123 D’autre part, comme les gouvernements espagnol et portugais l’ont relevé, en substance, dans leurs observations écrites, ces mesures ainsi que la reconnaissance de leurs effets dans l’État membre d’accueil apparaissent comme étant conformes au principe de proportionnalité, étant donné que, en vertu des dispositions du RGICSF, les créanciers dont les créances n’ont pas été transférées à la banque-relais ont le droit de recevoir un montant non inférieur à celui qu’ils seraient censés recevoir si
l’établissement de crédit concerné avait été mis en liquidation en vertu des procédures normales de faillite (voir, en ce sens, arrêt du 5 mai 2022, BPC Lux 2 e.a., C‑83/20, EU:C:2022:346, point 58).

124 Cela étant, il importe de rappeler que la créance en cause au principal dans l’affaire C‑500/22 découle d’un contrat de vente conclu non pas avec BES, mais avec Novo Banco, ayant pour objet une obligation qui, à la date de la conclusion de ce contrat, faisait partie du patrimoine de Novo Banco, en vertu de la décision du mois d’août 2014, le passif lié à cette obligation n’ayant intégré le passif de BES que par l’effet des décisions du 29 décembre 2015.

125 Certes, comme il est rappelé au point 118 du présent arrêt, la directive 2001/24 ne fait pas obstacle à ce que l’État membre d’origine modifie, même avec effet rétroactif, le régime légal applicable aux mesures d’assainissement.
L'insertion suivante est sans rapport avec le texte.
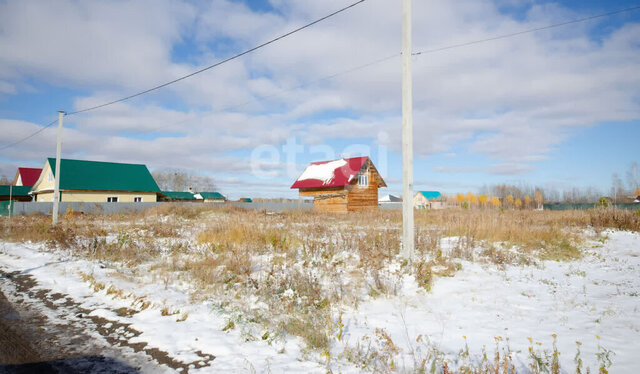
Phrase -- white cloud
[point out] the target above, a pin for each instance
(513, 100)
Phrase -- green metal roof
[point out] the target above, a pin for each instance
(211, 195)
(15, 190)
(174, 195)
(103, 176)
(431, 195)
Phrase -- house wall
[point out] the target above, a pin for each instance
(362, 198)
(44, 183)
(421, 202)
(351, 198)
(328, 200)
(98, 196)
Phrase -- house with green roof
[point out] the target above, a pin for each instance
(211, 197)
(15, 193)
(96, 181)
(429, 200)
(177, 196)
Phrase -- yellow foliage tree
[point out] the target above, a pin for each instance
(527, 201)
(472, 199)
(518, 203)
(509, 201)
(539, 199)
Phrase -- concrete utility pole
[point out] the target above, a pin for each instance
(10, 199)
(408, 241)
(56, 190)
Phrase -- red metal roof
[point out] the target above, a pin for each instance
(335, 173)
(29, 176)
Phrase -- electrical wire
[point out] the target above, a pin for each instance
(525, 31)
(333, 75)
(28, 136)
(220, 62)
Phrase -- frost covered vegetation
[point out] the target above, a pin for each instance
(292, 274)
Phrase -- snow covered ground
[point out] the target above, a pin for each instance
(594, 300)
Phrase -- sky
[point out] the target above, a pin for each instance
(557, 108)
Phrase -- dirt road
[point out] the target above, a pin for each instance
(34, 340)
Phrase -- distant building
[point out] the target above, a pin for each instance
(15, 193)
(212, 197)
(192, 196)
(341, 186)
(95, 181)
(26, 176)
(389, 199)
(429, 200)
(176, 196)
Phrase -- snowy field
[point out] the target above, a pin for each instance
(524, 310)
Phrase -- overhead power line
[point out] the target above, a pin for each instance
(28, 136)
(505, 36)
(453, 46)
(220, 62)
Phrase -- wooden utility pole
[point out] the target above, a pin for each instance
(408, 241)
(56, 190)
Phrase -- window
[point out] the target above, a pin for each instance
(363, 180)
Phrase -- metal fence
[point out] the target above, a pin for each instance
(628, 206)
(31, 207)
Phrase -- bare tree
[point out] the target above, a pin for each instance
(633, 177)
(617, 189)
(180, 180)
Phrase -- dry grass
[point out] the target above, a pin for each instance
(300, 265)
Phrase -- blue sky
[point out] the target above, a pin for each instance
(558, 108)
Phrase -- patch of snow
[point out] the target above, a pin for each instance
(323, 172)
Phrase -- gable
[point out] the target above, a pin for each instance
(27, 176)
(14, 191)
(176, 195)
(103, 176)
(336, 173)
(431, 195)
(211, 195)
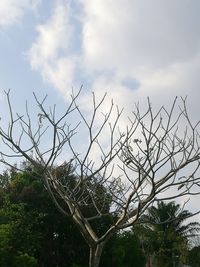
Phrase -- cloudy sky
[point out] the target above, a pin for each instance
(129, 48)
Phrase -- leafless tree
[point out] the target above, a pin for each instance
(154, 158)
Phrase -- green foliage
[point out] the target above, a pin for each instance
(163, 234)
(123, 251)
(194, 257)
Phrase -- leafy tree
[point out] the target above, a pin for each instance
(164, 234)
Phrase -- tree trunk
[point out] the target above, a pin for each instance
(95, 255)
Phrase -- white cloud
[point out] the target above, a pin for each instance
(50, 53)
(11, 11)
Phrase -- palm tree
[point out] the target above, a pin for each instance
(164, 234)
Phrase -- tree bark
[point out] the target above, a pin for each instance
(95, 254)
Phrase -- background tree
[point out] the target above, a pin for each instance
(166, 235)
(30, 236)
(154, 151)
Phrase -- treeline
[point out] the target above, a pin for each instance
(33, 233)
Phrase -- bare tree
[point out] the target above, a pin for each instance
(136, 167)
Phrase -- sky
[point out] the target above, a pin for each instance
(129, 49)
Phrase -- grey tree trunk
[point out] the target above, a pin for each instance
(95, 255)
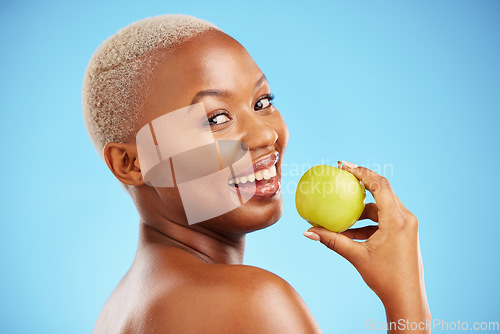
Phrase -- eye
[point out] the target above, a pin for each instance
(264, 102)
(219, 118)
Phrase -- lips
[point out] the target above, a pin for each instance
(259, 180)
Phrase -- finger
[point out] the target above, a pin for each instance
(361, 233)
(345, 247)
(378, 186)
(370, 212)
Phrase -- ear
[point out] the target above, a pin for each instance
(122, 160)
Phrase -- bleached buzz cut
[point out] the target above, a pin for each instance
(116, 80)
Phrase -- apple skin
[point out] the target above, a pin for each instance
(330, 197)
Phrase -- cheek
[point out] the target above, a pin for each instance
(281, 130)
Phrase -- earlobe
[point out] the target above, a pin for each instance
(121, 159)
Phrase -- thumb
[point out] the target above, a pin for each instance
(339, 243)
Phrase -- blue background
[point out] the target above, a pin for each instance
(412, 85)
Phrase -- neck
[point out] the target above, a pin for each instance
(207, 245)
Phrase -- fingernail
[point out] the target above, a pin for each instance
(312, 235)
(348, 164)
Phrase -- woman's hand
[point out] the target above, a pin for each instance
(389, 260)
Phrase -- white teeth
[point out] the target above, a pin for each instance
(273, 170)
(262, 174)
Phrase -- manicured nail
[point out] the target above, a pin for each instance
(348, 164)
(312, 235)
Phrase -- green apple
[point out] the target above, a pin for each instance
(330, 197)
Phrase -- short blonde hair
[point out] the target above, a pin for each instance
(116, 79)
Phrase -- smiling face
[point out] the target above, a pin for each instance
(214, 69)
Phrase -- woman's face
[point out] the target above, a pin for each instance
(214, 69)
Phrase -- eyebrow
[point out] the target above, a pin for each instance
(222, 93)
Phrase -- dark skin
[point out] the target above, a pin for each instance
(190, 278)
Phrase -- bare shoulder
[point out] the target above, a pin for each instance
(232, 298)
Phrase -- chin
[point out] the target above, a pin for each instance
(254, 215)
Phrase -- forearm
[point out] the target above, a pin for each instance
(408, 312)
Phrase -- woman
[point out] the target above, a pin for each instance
(187, 276)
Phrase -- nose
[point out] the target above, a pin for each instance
(258, 132)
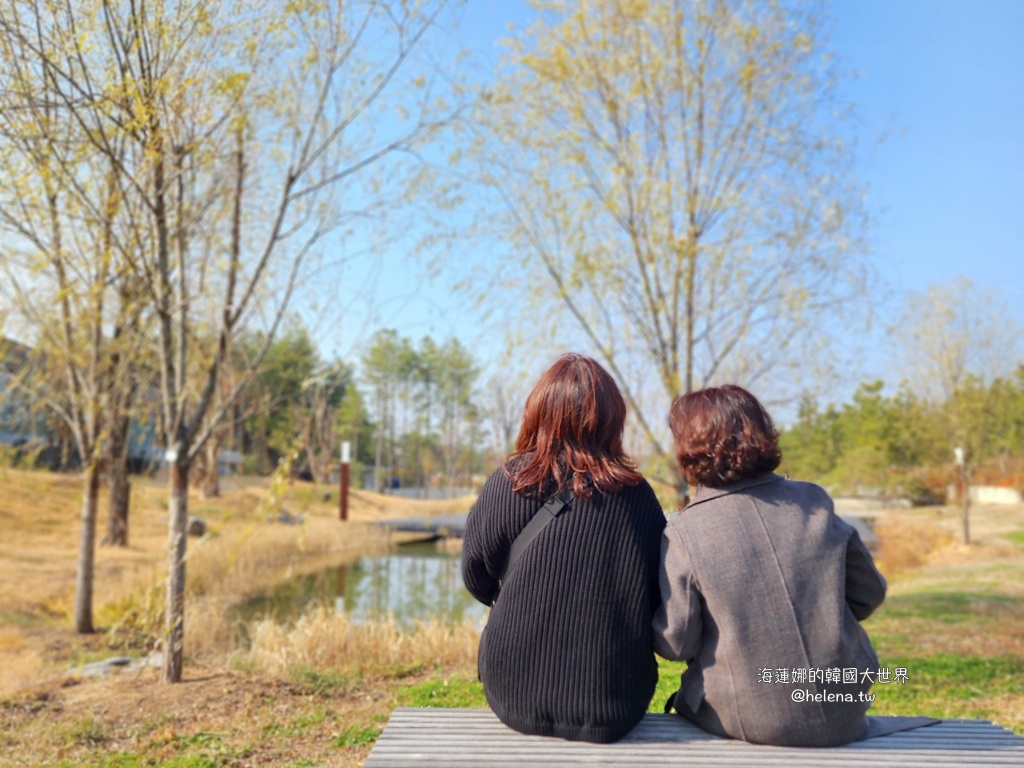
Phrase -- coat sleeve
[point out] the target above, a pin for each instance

126 Toutefois, il ne s’ensuit pas automatiquement que de telles mesures d’assainissement rétroactives ne puissent, en aucun cas, méconnaître le droit de propriété, tel qu’il est garanti à l’article 17 de la Charte. En effet, conformément à l’article 52, paragraphe 1, de la Charte, et ainsi qu’il est indiqué au point 117 du présent arrêt, ces mesures d’assainissement doivent respecter le principe de proportionnalité, étant entendu que c’est au regard de l’intérêt général invoqué pour les justifier
qu’il convient de veiller au respect de ce principe.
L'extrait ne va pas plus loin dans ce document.